As previously presented in Physiological Reviews, basic communication mechanisms between the nervous and immune systems include the immune production and function of neuroendocrine peptide hormones (22), the effects of neuroendocrine hormones on the immune system and the innervation of lymphoid organs by the sympathetic nervous system (142), and the regulatory effects of cytokines on the HPA axis (232). The objective of this review is not to update this information but to introduce a new perspective: the fascinating complementarity between short-range and long range communication mechanisms between the nervous and the immune systems.

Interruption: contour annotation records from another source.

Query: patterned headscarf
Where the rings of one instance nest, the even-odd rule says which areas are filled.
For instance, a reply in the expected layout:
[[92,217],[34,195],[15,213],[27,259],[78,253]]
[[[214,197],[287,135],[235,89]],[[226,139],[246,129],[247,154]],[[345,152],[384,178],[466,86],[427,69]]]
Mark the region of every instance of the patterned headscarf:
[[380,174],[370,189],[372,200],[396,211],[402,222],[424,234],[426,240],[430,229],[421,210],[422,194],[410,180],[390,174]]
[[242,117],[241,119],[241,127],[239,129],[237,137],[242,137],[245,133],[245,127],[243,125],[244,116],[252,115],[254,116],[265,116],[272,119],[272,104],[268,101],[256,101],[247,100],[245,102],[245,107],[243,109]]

Studies of long-range communication mechanisms were initially favored, certainly because of the strong predominance of neuroendocrinology and neuroanatomy in the emerging field of psychoneuroimmunology. Communication from the nervous system to the immune system was believed to take place exclusively via circulating hormones produced by the neuroendocrine system (e.g., cortisol, but also growth hormone and prolactin) and via neurotransmitters (e.g., epinephrine and norepinephrine) released in the vicinity of immune cells by nerve endings in primary and secondary lymphoid organs. However, the discovery that immune cells can themselves produce and release neuroendocrine factors and neuromediators led to a shift in interest from long-range to short-range communication pathways.
Similarly, communication from the immune system to the brain was initially seen as involving circulating immune factors acting indirectly on the brain via the formation of brain-penetrant molecules (prostaglandins) in brain areas where the blood-brain barrier is leaky, the so-called circumventricular organs. This was how endogenous pyrogens were perceived as being responsible for the development of the fever response to infectious pathogens. It took time for neurobiologists to realize that brain innate immune cells actually produce the same cytokines as those originally characterized as endogenous pyrogens and that these locally produced cytokines are responsible for the various components of the response of the host to infection. It took even longer to recognize that cytokines produced locally by brain cells are responsible for intricate functional and structural interactions between endothelial cells, glia, and neurons.